Почему, ну почему никогда не считалось это главным - любовь, брак, даже семья? Теперь-то я понимаю, что это и есть жизнь! Особый, теплый мир, никакой другой его не заменит. У нас же главным всегда было (и остается!) то, что происходит не с тобой, а вокруг - в стране и шире - в мире, который мы до смешного, до слез не знаем, потому что сидим в клетке. Как тяжко понимать все это! Невыносимо признаться, что собственная твоя жизнь, движения твоей души, жизнь твоего тела даже для самой тебя были делом второстепенным. А ведь писали вроде и книжки о ней, о любви, но тоже на каком-то детском, неразвитом уровне. Оставалась, правда, великая, необъятная классика, так ведь это было как бы и не про нас, "тургеневских барышень" мы чуть ли не презирали.
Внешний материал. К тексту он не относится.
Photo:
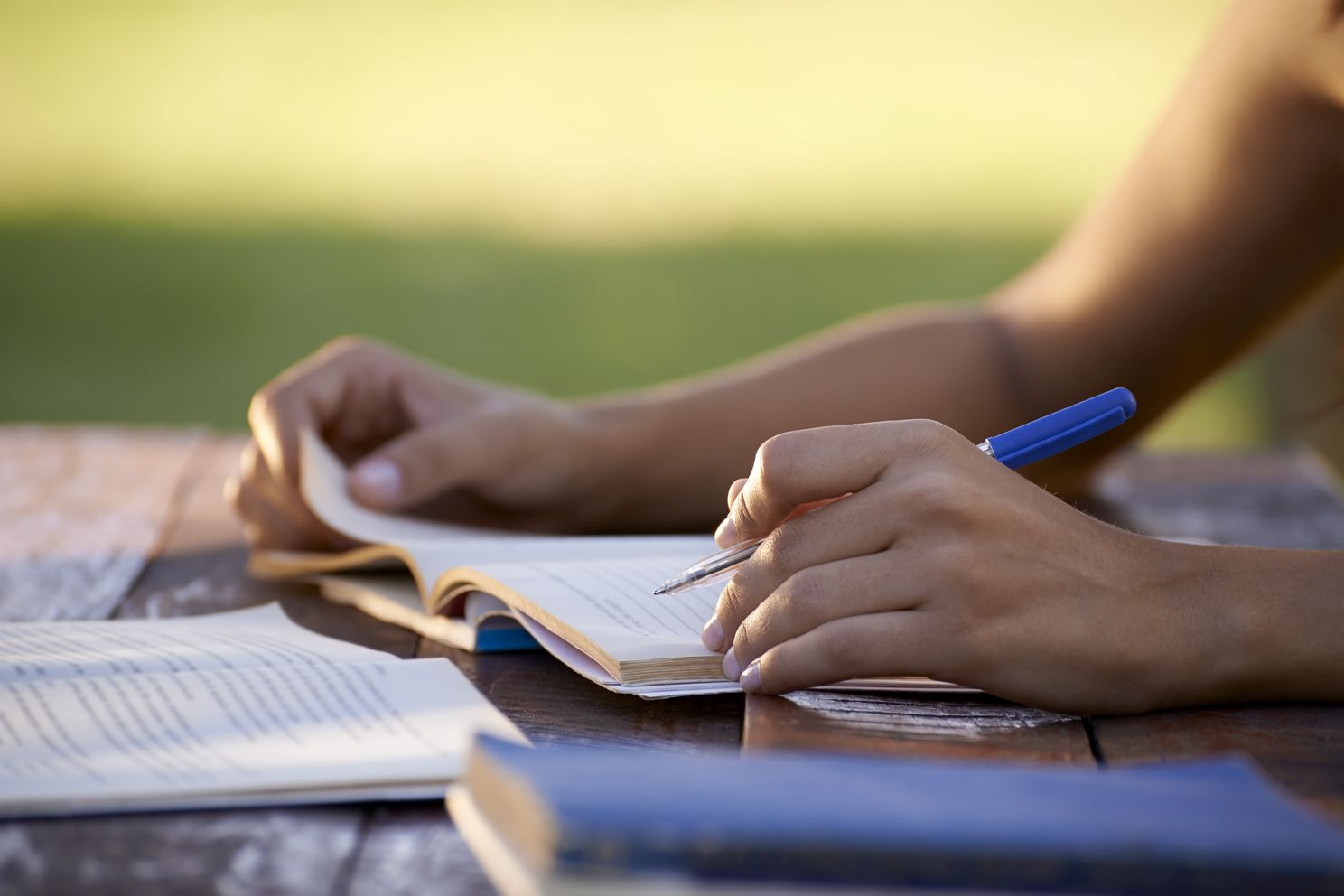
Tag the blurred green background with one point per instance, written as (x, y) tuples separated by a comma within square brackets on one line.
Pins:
[(575, 196)]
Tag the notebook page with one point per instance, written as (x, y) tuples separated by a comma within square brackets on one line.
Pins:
[(611, 602), (151, 714), (257, 637), (440, 546), (146, 739)]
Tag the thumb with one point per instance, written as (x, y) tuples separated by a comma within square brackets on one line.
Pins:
[(468, 449)]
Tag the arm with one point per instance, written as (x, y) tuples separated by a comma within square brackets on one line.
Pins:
[(1223, 222)]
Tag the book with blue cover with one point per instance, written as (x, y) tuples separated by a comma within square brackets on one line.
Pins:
[(578, 818)]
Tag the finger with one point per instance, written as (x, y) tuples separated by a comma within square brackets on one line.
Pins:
[(798, 468), (816, 595), (300, 397), (308, 529), (264, 524), (859, 526), (735, 490), (886, 644), (468, 449)]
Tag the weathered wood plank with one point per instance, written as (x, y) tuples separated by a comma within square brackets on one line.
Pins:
[(81, 512), (209, 852), (413, 849), (1302, 747), (913, 724), (1275, 501), (1270, 501)]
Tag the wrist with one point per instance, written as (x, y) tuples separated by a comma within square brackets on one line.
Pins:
[(1226, 645)]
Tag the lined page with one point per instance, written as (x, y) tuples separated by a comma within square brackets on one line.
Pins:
[(611, 602), (98, 714), (257, 637), (154, 739)]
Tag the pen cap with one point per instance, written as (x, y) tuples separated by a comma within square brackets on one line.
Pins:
[(1063, 429)]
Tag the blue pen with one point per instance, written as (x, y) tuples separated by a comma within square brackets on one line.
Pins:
[(1021, 446)]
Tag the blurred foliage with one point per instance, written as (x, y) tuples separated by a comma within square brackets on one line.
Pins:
[(574, 196)]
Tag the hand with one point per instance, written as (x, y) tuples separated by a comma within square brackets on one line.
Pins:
[(941, 562), (420, 438)]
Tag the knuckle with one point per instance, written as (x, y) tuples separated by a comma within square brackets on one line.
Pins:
[(929, 435), (801, 594), (839, 647), (929, 490), (774, 460), (938, 493), (779, 548)]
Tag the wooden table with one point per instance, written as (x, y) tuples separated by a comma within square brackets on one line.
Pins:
[(104, 523)]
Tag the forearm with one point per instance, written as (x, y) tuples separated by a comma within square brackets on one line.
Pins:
[(1226, 220), (1267, 622), (675, 449)]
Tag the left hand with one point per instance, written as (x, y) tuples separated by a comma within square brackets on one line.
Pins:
[(941, 562)]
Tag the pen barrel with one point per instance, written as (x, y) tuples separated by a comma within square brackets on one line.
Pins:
[(1063, 429)]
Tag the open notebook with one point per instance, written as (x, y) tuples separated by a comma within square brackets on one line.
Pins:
[(586, 600), (228, 710)]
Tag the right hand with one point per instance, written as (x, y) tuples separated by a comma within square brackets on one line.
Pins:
[(420, 438)]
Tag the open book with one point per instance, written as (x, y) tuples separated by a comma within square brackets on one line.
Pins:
[(586, 600), (228, 710)]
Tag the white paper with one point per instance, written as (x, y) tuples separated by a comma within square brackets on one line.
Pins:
[(192, 711)]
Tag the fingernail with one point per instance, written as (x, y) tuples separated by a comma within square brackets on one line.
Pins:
[(713, 634), (726, 534), (730, 665), (378, 480), (751, 678)]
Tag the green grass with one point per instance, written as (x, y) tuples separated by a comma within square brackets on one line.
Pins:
[(195, 195), (181, 324)]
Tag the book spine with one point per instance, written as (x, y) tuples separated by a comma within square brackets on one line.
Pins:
[(826, 864)]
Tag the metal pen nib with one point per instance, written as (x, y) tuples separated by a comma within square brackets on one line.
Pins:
[(711, 568)]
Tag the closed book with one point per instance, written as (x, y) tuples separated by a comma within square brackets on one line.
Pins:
[(566, 815)]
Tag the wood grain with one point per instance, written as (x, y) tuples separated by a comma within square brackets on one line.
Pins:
[(149, 504), (81, 512), (1302, 747), (914, 724), (199, 568), (1270, 501)]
И вот теперь, когда мне за сорок, я, застыв от тоски, всматриваюсь в себя: что со мной сделали, где моя душа, как прошла моя жизнь? Я-то была уверена, что независима, все понимаю, а газеты - пусть себе пишут, радио пусть долдонит! Эти бредни не для меня, они для других, тех, что проще, наивнее, глупее! Но потихоньку-полегоньку меня, оказывается, еще как обработали и много чего отняли. Я и сейчас - как бы это сказать? - не в меру политизированна. Думаю о себе и своих делах, а выходит, что обо всем обманутом поколении (трех поколениях!). И опять - в который раз! - мною манипулируют: что ни журнал - пытки, лагеря, наши безвинные мученики. И я ужасаюсь, пропадаю от чувства вины, но как приговоренная, как наказанная читаю всю жизнь про одно и то же: войны, пытки, расстрелы. Персонажи только меняются: вчерашние враги - сегодня герои, вчерашние патриоты - садисты и уголовники. А суть одна: снова и снова уводят нас от нашей единственной, пролетающей как сон жизни, упорно (и успешно!) тянут в прошлое, прошлое, прошлое! Все, что угодно, только не думайте о себе, не копайтесь в собственной жизни, не пытайтесь понять, возмутиться: за что нам все это? Впрочем, я, кажется, повторяюсь, потому что без конца об этом думаю, прямо какая-то мания.